Agents¶
All agents are subagents dispatched via the Agent tool from the main session. They run with isolated context — each agent sees only the artifacts passed to it.
ml-critic¶
Role: Adversarial critic — finds flaws the PoC hasn't tested.
Dispatched by: /ml-lab skill at Step 3.
- Debate mode: dispatched once (Stage A.1)
- Ensemble mode: dispatched 3 times independently with no cross-visibility
Persona: Skeptical ML engineer with an applied mathematics background. Looks for fundamental flaws in the proof-of-concept.
Modes:
| Mode | When | Input |
|---|---|---|
| Initial critique (Step 3) | First review cycle | PoC code + hypothesis |
| Debate rounds (Step 5) | Open-ended debate | Prior exchange history |
| Evidence-informed re-critique | Macro-iteration cycles 2+ | Prior critique + experimental results |
Output: CRITIQUE.md (debate) or CRITIQUE_{1,2,3}.md (ensemble) with severity-tagged findings (FATAL, MATERIAL, MINOR).
ml-critic-r2¶
Role: R2 challenger — issues ACCEPT/CHALLENGE/PARTIAL verdicts on defender rebuttals.
Dispatched by: /ml-lab skill at Step 3, Stage B only (debate mode).
Not used in ensemble mode.
Input: Defender's rebuttal for a specific finding.
Output: Per-finding verdict with justification. Fed into derive_verdict() for deterministic case-level verdict computation.
ml-defender¶
Role: Design defender — argues for the implementation against adversarial critique.
Dispatched by: /ml-lab skill at Step 3 (debate mode only).
Not used in ensemble mode.
Persona: The original designer who understands the intent behind every choice.
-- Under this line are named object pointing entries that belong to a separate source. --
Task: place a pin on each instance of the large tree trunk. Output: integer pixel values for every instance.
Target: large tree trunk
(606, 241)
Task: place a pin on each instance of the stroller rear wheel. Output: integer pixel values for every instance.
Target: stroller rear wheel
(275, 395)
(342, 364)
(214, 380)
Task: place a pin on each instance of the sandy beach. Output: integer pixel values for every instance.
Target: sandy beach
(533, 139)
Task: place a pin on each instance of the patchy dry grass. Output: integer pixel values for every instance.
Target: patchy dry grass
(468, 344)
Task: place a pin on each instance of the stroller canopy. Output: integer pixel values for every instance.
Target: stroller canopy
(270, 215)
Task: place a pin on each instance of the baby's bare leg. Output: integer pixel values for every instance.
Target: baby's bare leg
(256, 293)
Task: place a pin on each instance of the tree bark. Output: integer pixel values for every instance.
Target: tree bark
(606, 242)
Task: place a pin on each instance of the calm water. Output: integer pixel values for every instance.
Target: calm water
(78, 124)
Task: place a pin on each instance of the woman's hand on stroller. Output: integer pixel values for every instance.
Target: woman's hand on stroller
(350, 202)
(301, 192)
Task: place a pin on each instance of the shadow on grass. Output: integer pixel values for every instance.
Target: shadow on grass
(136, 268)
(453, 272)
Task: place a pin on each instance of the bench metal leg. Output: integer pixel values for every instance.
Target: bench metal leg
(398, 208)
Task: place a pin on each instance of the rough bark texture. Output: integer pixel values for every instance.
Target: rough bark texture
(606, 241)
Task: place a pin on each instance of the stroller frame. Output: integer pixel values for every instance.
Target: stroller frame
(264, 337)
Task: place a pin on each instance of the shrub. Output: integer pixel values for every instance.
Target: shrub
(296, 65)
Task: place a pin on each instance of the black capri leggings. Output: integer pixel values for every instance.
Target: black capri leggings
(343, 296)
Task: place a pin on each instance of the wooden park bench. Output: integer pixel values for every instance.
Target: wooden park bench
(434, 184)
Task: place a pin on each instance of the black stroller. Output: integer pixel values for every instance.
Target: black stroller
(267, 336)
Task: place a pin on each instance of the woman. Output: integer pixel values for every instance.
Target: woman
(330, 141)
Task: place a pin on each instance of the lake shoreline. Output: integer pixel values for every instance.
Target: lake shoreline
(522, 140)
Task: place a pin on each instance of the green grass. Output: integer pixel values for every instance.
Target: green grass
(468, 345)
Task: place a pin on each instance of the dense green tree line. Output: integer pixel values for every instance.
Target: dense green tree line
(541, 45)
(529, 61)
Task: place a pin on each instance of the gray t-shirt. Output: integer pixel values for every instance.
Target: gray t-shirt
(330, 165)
Rebuttal taxonomy (7 types):
| Type | Meaning |
|---|---|
| CONCEDE | Finding is valid; will fix |
| REBUT-DESIGN | Design choice was intentional and correct |
| REBUT-SCOPE | Finding is out of scope for this investigation |
| REBUT-EVIDENCE | Evidence doesn't support the claimed severity |
| REBUT-IMMATERIAL | Finding is real but doesn't affect conclusions |
| DEFER | Will address as pre-flight item before main run |
| EXONERATE | Finding is based on a misunderstanding |
Modes:
| Mode | When | Input |
|---|---|---|
| Initial defense (Stage A.2) | After critic R1 | Critic findings + PoC |
| Structured R2 response (Stage B.2) | After critic-r2 challenge | R2 verdict + prior exchange |
| Evidence-informed re-defense | Macro-iteration cycles 2+ | Prior defense + experimental results |
Output: DEFENSE.md with per-finding structured rebuttals.
research-reviewer¶
Role: Deep peer reviewer — Opus-class structured review of REPORT.md.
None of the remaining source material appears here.